Wednesday, September 10, 2008

Painted Into A Corner

The Fannie Mae and Freddie Mac debacle is alternatively hailed as a masterful financial operation, a gun held to the head of the american taxpayer, the result of government intervention in the first place, or the advent of pure american socialism. There is something for everyone in the analyses being offered. To me the issues cut very deeply into the heart of this country's self perception and we best listen carefully to the messages.

The Government Sponsored Enterprises (GSE's) were put in place to enhance the flow of credit to targeted sectors of the economy. Housing, Agriculture and Education were the three areas originally focused on, but education was removed in 1995. In my opinion the one most forward looking for the nation was relinquished. Housing is by far the largest of the GSE's through Fannie Mae, Freddie Mac and the Twelve Federal Home Loan Banks.

In past years we have heard much of the "ownership society." With the encouragement of sloppy central bank policy it became the debt society as individuals acted rationally and borrowed, leveraged, speculated, and lied their way into what they were told time again was the American Dream. Throw in some extra institutional greed as the profits offered by securitizing the billions and billions of mortgage debt and we're ripe.

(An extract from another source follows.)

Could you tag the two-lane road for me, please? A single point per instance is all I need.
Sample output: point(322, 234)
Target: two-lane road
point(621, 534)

Every civilized society has concepts of ownership, but also that ownership is earned in some way, not stolen and free market forces should eliminate the "free lunch." The credit bubble that has ensued over the past decade made the lunch look free. Borrowing at 5% with 10%+ annual appreciation in value, make the gain tax free, give a tax deduction for the interest paid and welcome to America's 21st century version of tulip mania. Add a profit motive to coerce and cajol even the least credit worthy into the game, package the loan as a U.S. Government sponsored bond paying better interest rates and every yield hungry pension fund, hedgefund and sovereign wealth fund on the planet lined up at the buffet table. If you had any cajones at all you leveraged it 30:1 and cracked a bottle of Dom Perignon regularly. That is until the law of ever rising residential real estate values was repealed.

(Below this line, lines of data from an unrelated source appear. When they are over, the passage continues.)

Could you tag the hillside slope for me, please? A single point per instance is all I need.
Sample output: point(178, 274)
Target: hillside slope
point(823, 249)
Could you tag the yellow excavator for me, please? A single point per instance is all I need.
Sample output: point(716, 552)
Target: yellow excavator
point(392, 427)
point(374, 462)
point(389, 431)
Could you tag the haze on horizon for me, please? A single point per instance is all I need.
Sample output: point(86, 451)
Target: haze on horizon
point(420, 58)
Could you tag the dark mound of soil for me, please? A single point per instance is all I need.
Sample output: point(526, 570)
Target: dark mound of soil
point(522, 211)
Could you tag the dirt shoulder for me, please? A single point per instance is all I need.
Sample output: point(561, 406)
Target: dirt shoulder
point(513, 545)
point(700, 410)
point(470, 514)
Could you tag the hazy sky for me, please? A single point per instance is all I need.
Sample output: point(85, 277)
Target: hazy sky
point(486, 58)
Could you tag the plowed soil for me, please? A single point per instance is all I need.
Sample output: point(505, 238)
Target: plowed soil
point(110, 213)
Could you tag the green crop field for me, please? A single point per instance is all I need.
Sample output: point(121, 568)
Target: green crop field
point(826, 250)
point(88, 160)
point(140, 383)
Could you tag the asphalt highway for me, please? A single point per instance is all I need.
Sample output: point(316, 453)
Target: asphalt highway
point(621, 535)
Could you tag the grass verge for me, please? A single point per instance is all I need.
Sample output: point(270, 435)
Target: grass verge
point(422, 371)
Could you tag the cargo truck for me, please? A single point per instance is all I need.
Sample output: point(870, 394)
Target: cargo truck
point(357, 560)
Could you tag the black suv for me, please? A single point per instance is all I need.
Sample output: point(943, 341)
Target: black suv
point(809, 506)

The discussion of whether the government should or should not have stepped in with what will end up being over $100 Billion in taxpayer cash is moot. They did. They had to. As the greatest debtor nation in the world, with an insatiable appetite for consumption and no national savings, we live by the willingness of others around the world to trade their savings for our investment paper. After years of at least giving the impression that Fannie Mae paper was "nearly" as good as Treasury bonds to let the institutions fail and take the sizable investments of our creditors like China, Japan, Singapore, Germany and so on fall into a worthless abyss would have taken our word as our bond right with it. When you are an addict, you need that fix.

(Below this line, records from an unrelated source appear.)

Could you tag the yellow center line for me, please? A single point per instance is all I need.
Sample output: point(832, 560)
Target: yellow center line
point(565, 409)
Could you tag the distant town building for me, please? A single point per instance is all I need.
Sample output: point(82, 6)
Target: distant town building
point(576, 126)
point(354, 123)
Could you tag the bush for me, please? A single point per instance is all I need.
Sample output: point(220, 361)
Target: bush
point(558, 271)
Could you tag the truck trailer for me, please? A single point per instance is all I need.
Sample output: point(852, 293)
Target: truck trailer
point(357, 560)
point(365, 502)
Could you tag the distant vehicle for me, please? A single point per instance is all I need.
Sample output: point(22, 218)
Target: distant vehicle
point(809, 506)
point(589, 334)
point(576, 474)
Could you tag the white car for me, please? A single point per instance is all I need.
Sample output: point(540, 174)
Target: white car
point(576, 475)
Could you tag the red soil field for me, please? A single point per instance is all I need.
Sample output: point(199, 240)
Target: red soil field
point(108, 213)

During the recent political conventions I heard the phrase "addicted to oil," repeatedly and wondered why no one mentioned that oil is small potatoes compared to our addiction to spending beyond our national means. A trillion here, a trillion there, pretty soon it adds up to real money. Given the pervasive problems facing the financial system it is likely there are more shoes to drop and doubtful the political will to offer much more taxpayer money into the hopper.